Re: Poor RBD performance as LIO iSCSI target

Nick Fisk <nick@xxxxxxxxxx> · Sat, 6 Dec 2014 16:18:53 -0000

Hi David,

Very strange, but  I'm glad you managed to finally get the cluster working
normally. Thank you for posting the benchmarks figures, it's interesting to
see the overhead of LIO over pure RBD performance. 

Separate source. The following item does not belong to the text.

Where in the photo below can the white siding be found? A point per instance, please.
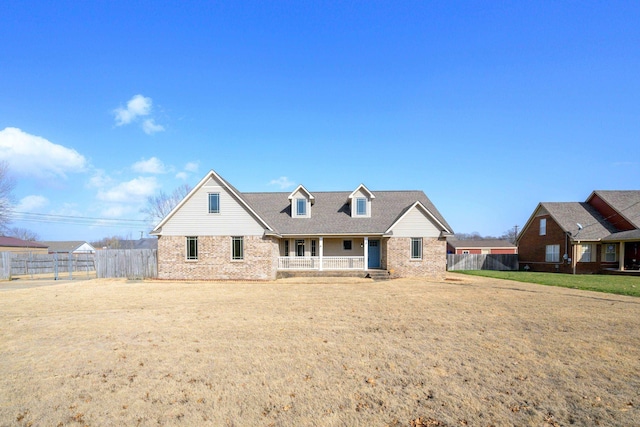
(194, 219)
(415, 224)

I should have the hardware for our cluster up and running early next year, I
will be in a better position to test the iSCSI performance then. I will
report back once I have some numbers.

Just out of interest, have you tried any of the other iSCSI implementations
to see if they show the same performance drop?

Nick

-----Original Message-----
From: ceph-users [mailto:ceph-users-bounces@xxxxxxxxxxxxxx] On Behalf Of
David Moreau Simard
Sent: 05 December 2014 16:03
To: Nick Fisk
Cc: ceph-users@xxxxxxxxxxxxxx
Subject: Re:  Poor RBD performance as LIO iSCSI target

I've flushed everything - data, pools, configs and reconfigured the whole
thing.

I was particularly careful with cache tiering configurations (almost leaving
defaults when possible) and it's not locking anymore.
It looks like the cache tiering configuration I had was causing the problem
? I can't put my finger on exactly what/why and I don't have the luxury of
time to do this lengthy testing again.

Here's what I dumped as far as config goes before wiping:
========
# for var in size min_size pg_num pgp_num crush_ruleset
erasure_code_profile; do ceph osd pool get volumes $var; done
size: 5
min_size: 2
pg_num: 7200
pgp_num: 7200
crush_ruleset: 1
erasure_code_profile: ecvolumes

# for var in size min_size pg_num pgp_num crush_ruleset hit_set_type
hit_set_period hit_set_count target_max_objects target_max_bytes
cache_target_dirty_ratio cache_target_full_ratio cache_min_flush_age
cache_min_evict_age; do ceph osd pool get volumecache $var; done
size: 2
min_size: 1
pg_num: 7200
pgp_num: 7200
crush_ruleset: 4
hit_set_type: bloom
hit_set_period: 3600
hit_set_count: 1
target_max_objects: 0
target_max_bytes: 100000000000
cache_target_dirty_ratio: 0.5
cache_target_full_ratio: 0.8
cache_min_flush_age: 600
cache_min_evict_age: 1800

# ceph osd erasure-code-profile get ecvolumes
directory=/usr/lib/ceph/erasure-code
k=3
m=2
plugin=jerasure
ruleset-failure-domain=osd
technique=reed_sol_van
========

And now:
========
# for var in size min_size pg_num pgp_num crush_ruleset
erasure_code_profile; do ceph osd pool get volumes $var; done
size: 5
min_size: 3
pg_num: 2048
pgp_num: 2048
crush_ruleset: 1
erasure_code_profile: ecvolumes

# for var in size min_size pg_num pgp_num crush_ruleset hit_set_type
hit_set_period hit_set_count target_max_objects target_max_bytes
cache_target_dirty_ratio cache_target_full_ratio cache_min_flush_age
cache_min_evict_age; do ceph osd pool get volumecache $var; done
size: 2
min_size: 1
pg_num: 2048
pgp_num: 2048
crush_ruleset: 4
hit_set_type: bloom
hit_set_period: 3600
hit_set_count: 1
target_max_objects: 0
target_max_bytes: 150000000000
cache_target_dirty_ratio: 0.5
cache_target_full_ratio: 0.8
cache_min_flush_age: 0
cache_min_evict_age: 1800

# ceph osd erasure-code-profile get ecvolumes
directory=/usr/lib/ceph/erasure-code
k=3
m=2
plugin=jerasure
ruleset-failure-domain=osd
technique=reed_sol_van
========

Crush map hasn't really changed before and after.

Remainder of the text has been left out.